Catarina Vargus must be in Brinetown with a new ship, and from the anticipation on the Captain’s face as the jitney rumbled among the red mud brick buildings, he was anxious to see her again. Tolvern was not.
Capp sat in the back of the open jitney with Tolvern, while the captain sat up front with the driver. She studied Tolvern. “Something the matter?”
“No, nothing.”
“You ain’t happy to see Vargus again, are you?”
“I haven’t given her a moment’s thought,” Tolvern lied. She pulled the computer out of her hip pocket, and brought up an info sheet about Brinetown.
Drake glanced back. “Anyway, we don’t know that it’s her.
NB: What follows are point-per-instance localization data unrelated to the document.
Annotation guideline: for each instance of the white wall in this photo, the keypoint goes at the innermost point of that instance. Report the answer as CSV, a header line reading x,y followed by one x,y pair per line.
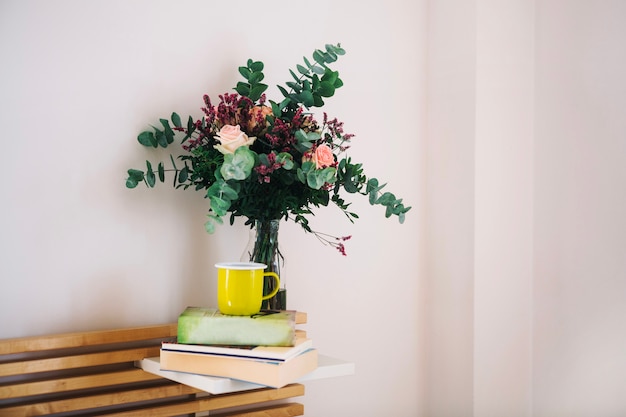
x,y
525,267
80,80
580,200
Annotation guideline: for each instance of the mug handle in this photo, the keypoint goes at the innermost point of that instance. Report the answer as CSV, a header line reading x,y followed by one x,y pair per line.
x,y
273,293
Probably not, in fact. Catarina has other ships, and I don’t imagine she’d leave Orient Tiger unless she’d found something better. Outlaw is an inferior vessel.”
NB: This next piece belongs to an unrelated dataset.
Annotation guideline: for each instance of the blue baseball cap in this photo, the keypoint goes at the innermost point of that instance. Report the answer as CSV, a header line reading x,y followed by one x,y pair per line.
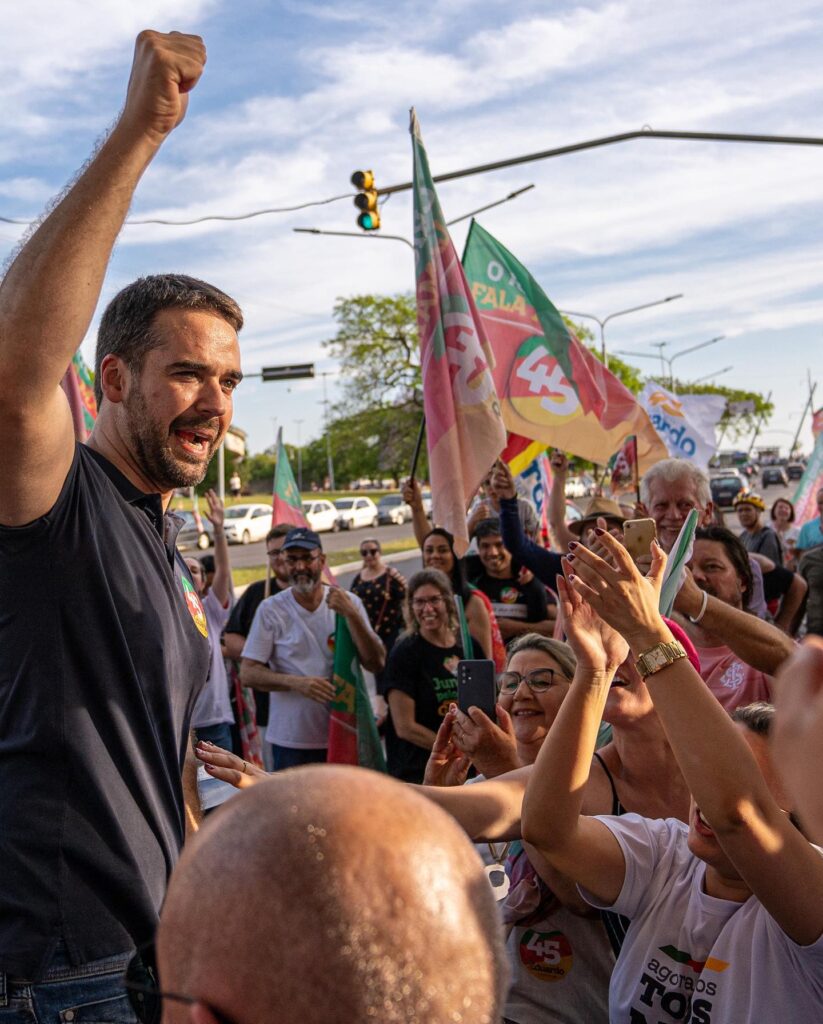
x,y
302,538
“That lady is a pirate,” Capp said. “And when you’re a pirate, sometimes you don’t got no choice in the matter. Coulda been the navy roughed her up, and she had to find something else.”
Tolvern scrolled through until she found something useful. “We’re looking for a place called The Apple Pie Trading Company.”
Capp snorted. “What the—? Did you say ‘apple pie’?”
“It’s just a name,” Tolvern said. “A place where people meet to do business. They’re not actually bartering baked goods.” She scrolled again. “They offer food and drink, though.”
Capp looked suspicious. “What kind of drink?”
“Don’t worry, Capp, it’s the usual libations, I’m sure—grog, hooch, fire water, demon rum, gin.”
“Whew, you had me worried there, for a minute. ‘Apple Pie Trading Company.’ King’s balls, what a name.”
Brinetown wasn’t a big place, maybe five or six thousand people from the looks of it, and the jitney driver dropped them in front of The Apple Pie Trading Company a few minutes later. The establishment was a restaurant on the edge of the sea, with most of the patrons sitting on a patio beneath a big sun awning, looking down at the bay. Outside and below, scrawny dogs trotted along the shoreline, fighting with crabs over dead fish that had washed up. The smell of brine and rotting seaweed wafted in.
The patrons were mostly disreputable sorts, as expected. They drank tankards of grog and cracked the claws of some strange, lobster
-like crustacean, sucking out the meat and tossing the empty shells and the legs over the railing. Tolvern’s eyes were drawn to one table in particular. There she was, Catarina Vargus, her shoulder thrown back to show her neck, a drink in one hand. She’d cut her black curls to a bob, like Tolvern’s, but the curve of her chin was the same, the lines of her neck. A wiry, middle-aged Ladino sat with her, gesticulating as he spoke.
Capp nudged Tolvern. She stared in dismay, waiting for Drake to finish talking to the proprietor, who insisted on taking their drink order before allowing them to sit. As soon as Drake looked up, he’d spot her.
Why? Brinetown was small, no more than a few thousand people, and the whole planet only had a handful of ports. So it wasn’t that big of a coincidence on the surface, but if you considered all the other systems, all the other places Catarina might have gone, why here?
“Hey, Cap’n,” Capp said. “You see what we’re seeing?”
Henny Capp seemed to have one volume level—loud—and her voice drew the attention of Catarina Vargus and her companion. They looked up, and Tolvern did a double take. It was not Catarina Vargus after all, but some other woman.
This woman was a few years older than Catarina, perhaps in her early thirties, and had an ugly scar from her forehead to her cheek and across one eye. It looked like a saber slash, and she’d lost her left eye to it. In its place was an artificial eye whose pupil dilated and narrowed as the woman studied the newcomers. She was not Catarina, but she looked awfully similar.
“Now this is interesting,” Drake murmured. “Come on.”
The woman and her companion rose warily as the three officers from Blackbeard approached. Everyone was armed, but all parties kept their hands in the open.
“Are you the bloke who was asking about my ship at the yards?” the woman asked. “Yeah, they called to warn me—did you think they wouldn’t?”